Maybe heuristically Facebook found some better general purpose hashes for their use case. But "clowntown" is a denigration.
As far as I can see all the graphs but one use random numbers, so hashing won't add anything given good randomness.
I've heard good arguments why linear probing should perform as well as quadratic probing when using Robin Hood bucket stealing, e.g. http://codecapsule.com/2013/11/11/robin-hood-hashing/#commen...
> Note that even if you reduce modulo a prime > n, you'll still have the identity over the first n numbers.
Which can be great! E.g. Python uses the identity function for number hashes, because if you're inserting mostly sequential numbers into a dict this gives you better cache performance.
That's a good idea when you control both the hash function and the hashtable implementation, as in the Python interpreter, so you can make assumptions on both sides.

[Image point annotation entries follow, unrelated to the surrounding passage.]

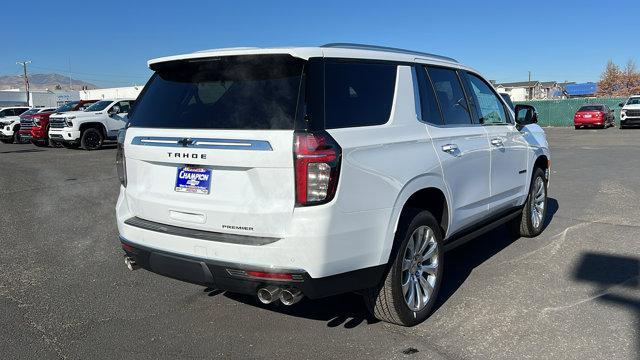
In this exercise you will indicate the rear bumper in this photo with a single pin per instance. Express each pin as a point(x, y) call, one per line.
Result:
point(229, 276)
point(634, 121)
point(25, 134)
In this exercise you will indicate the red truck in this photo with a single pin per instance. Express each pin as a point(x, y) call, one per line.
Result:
point(36, 127)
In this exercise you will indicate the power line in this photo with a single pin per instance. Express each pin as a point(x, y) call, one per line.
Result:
point(94, 74)
point(26, 78)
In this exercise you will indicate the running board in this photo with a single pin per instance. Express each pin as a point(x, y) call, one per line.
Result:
point(464, 237)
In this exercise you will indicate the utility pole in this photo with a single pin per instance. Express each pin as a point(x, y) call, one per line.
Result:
point(69, 58)
point(26, 78)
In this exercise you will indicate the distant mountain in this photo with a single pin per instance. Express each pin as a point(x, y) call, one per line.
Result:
point(44, 81)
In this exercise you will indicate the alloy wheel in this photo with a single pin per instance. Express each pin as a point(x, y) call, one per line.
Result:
point(419, 268)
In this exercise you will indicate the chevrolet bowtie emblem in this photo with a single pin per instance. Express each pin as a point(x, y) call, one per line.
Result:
point(185, 142)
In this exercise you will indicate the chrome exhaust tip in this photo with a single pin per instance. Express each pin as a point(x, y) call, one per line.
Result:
point(290, 296)
point(269, 294)
point(131, 263)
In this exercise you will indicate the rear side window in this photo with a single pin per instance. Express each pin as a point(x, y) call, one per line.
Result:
point(358, 94)
point(450, 96)
point(234, 92)
point(429, 105)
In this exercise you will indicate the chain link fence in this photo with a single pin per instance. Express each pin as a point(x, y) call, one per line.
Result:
point(560, 112)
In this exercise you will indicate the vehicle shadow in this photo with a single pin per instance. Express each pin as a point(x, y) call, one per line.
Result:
point(460, 262)
point(349, 310)
point(610, 276)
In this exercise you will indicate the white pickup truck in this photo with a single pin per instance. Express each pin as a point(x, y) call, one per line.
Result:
point(90, 128)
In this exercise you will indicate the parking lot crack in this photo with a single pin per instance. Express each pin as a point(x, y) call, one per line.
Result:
point(56, 186)
point(49, 340)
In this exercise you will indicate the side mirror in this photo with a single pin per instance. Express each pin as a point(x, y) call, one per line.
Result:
point(526, 114)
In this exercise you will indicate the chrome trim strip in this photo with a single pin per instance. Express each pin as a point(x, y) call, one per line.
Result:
point(199, 234)
point(203, 143)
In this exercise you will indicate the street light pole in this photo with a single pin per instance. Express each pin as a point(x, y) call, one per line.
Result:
point(26, 78)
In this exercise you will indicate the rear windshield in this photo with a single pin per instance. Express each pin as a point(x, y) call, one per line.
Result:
point(591, 108)
point(67, 107)
point(257, 92)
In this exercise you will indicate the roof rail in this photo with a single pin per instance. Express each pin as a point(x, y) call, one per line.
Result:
point(227, 49)
point(385, 48)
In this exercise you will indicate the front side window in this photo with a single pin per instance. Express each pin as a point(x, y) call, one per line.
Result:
point(453, 102)
point(68, 107)
point(125, 106)
point(99, 106)
point(358, 94)
point(490, 109)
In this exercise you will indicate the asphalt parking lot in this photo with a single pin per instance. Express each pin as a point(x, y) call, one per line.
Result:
point(571, 293)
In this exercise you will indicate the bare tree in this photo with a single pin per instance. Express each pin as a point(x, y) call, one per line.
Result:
point(609, 83)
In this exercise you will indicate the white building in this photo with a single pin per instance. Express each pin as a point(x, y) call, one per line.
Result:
point(129, 92)
point(38, 98)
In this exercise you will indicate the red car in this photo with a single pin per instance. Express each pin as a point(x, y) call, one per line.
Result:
point(36, 127)
point(594, 115)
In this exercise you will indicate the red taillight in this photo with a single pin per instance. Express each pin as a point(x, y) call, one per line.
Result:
point(265, 275)
point(317, 167)
point(36, 119)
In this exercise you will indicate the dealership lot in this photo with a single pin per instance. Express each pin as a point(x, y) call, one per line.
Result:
point(573, 292)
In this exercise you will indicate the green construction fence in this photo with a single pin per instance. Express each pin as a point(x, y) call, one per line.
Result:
point(560, 112)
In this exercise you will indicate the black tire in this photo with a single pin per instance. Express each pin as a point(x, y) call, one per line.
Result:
point(68, 145)
point(91, 139)
point(524, 225)
point(387, 301)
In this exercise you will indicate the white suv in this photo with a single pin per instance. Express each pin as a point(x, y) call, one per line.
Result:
point(91, 127)
point(630, 113)
point(295, 172)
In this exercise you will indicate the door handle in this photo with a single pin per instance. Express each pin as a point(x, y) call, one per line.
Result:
point(496, 142)
point(450, 148)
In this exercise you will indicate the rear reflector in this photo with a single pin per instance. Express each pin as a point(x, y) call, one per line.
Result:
point(128, 248)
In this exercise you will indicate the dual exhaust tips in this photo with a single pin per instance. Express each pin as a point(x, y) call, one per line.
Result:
point(271, 293)
point(266, 295)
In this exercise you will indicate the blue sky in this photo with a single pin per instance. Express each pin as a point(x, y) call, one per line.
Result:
point(108, 43)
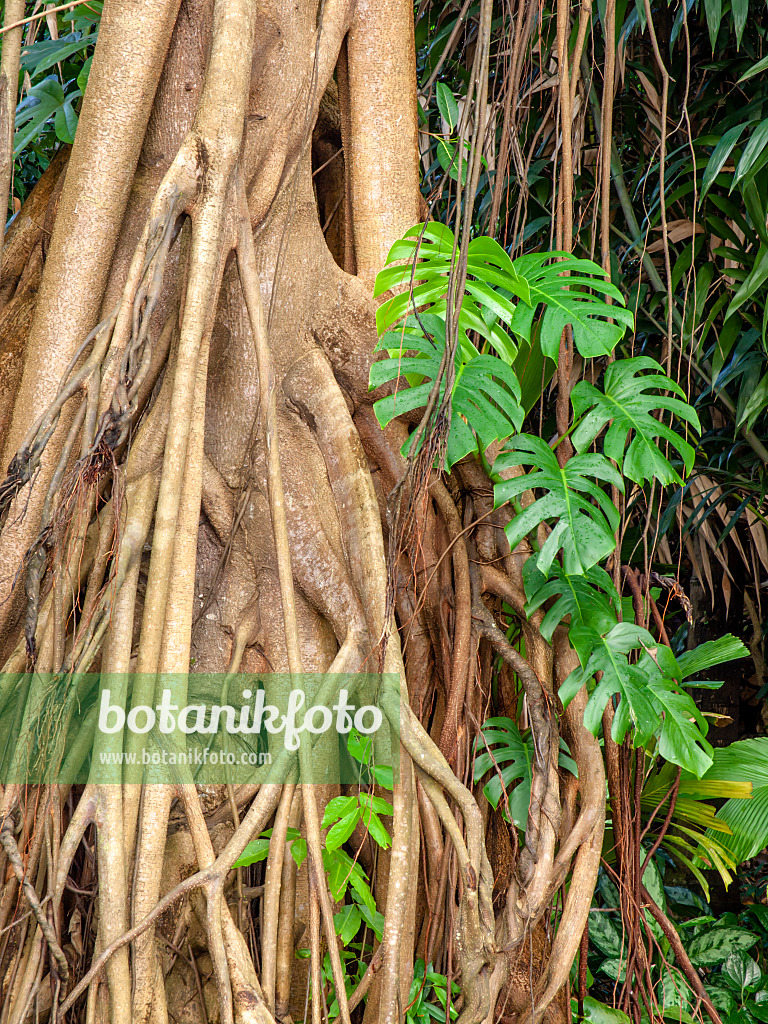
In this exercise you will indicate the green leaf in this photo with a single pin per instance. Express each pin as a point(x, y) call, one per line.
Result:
point(752, 283)
point(707, 655)
point(740, 9)
point(376, 804)
point(347, 923)
point(46, 52)
point(614, 968)
point(448, 105)
point(757, 69)
point(485, 397)
point(84, 75)
point(298, 851)
point(568, 301)
point(66, 121)
point(375, 827)
point(578, 596)
point(338, 808)
point(628, 406)
point(717, 944)
point(583, 529)
point(654, 885)
point(756, 404)
point(604, 934)
point(513, 757)
point(742, 971)
point(256, 850)
point(748, 820)
point(681, 741)
point(752, 152)
point(374, 920)
point(343, 828)
point(714, 9)
point(42, 102)
point(676, 993)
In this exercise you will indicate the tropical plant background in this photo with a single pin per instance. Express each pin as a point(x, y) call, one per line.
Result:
point(630, 138)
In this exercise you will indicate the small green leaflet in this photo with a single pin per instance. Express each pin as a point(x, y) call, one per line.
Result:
point(651, 698)
point(584, 530)
point(628, 406)
point(717, 944)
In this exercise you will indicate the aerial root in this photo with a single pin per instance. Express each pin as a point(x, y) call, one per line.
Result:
point(11, 850)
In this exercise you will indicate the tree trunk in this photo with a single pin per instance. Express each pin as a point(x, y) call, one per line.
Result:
point(143, 517)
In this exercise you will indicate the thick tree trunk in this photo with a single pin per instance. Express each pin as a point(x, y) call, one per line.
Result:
point(190, 107)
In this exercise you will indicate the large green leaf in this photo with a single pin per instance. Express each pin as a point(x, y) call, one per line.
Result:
point(484, 402)
point(707, 655)
point(628, 401)
point(483, 305)
point(499, 289)
point(578, 596)
point(584, 530)
point(44, 101)
point(597, 326)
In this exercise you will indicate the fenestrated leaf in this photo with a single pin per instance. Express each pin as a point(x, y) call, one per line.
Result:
point(605, 935)
point(568, 302)
point(42, 102)
point(485, 395)
point(619, 676)
point(600, 1013)
point(716, 945)
point(590, 610)
point(627, 404)
point(583, 529)
point(46, 52)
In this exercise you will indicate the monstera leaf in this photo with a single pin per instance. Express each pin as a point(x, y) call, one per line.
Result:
point(501, 291)
point(485, 397)
point(652, 700)
point(584, 530)
point(628, 401)
point(597, 327)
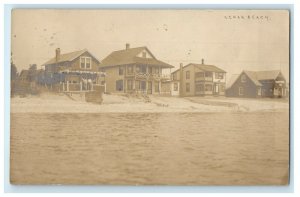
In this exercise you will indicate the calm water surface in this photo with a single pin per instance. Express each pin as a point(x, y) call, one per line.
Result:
point(150, 148)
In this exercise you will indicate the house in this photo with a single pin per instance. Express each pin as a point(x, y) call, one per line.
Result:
point(72, 72)
point(133, 70)
point(253, 84)
point(198, 80)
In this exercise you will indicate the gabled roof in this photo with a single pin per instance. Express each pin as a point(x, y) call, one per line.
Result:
point(253, 77)
point(209, 68)
point(257, 76)
point(129, 56)
point(204, 67)
point(68, 57)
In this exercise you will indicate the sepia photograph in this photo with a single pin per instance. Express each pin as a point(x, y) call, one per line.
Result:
point(180, 97)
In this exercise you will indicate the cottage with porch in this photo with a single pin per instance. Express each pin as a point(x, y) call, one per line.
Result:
point(73, 72)
point(198, 80)
point(133, 70)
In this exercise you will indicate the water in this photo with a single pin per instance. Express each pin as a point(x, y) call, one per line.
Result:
point(150, 148)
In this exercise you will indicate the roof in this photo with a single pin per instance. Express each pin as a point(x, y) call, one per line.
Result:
point(257, 76)
point(67, 57)
point(204, 67)
point(129, 56)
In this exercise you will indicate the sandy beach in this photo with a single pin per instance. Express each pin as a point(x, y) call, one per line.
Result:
point(55, 103)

My point was that when using composable templates, as in the STL, the hash function should not make any assumptions about the hash table, and vice versa.
IS it really that good?
If you end up having to probe a lot with linear probing, it is likely you have a bad hash function, which is the same reason you give against prime modulus (that they are a stopgap more than a solution).
Second, don't you end up having to jump all over the place, which means cache misses, that are way more expensive that a few probes on consecutive slots?
That means it's not amateurish: it was an intentional decision, likely by somebody who implements hash functions for a living, who gave thought to what the appropriate default should be. It is a trivial perfect hash, of course.
(And clarified in another reply that it was meant only in respect to hash-tables, not the authors programming skill in general)
(s)he did call it an incredibly poor design choice, however. Which it may or may not be, regardless of whether GCC developers are amateurish or not.
Can you add me to the list of people to contact when you get it off the ground? Cheers.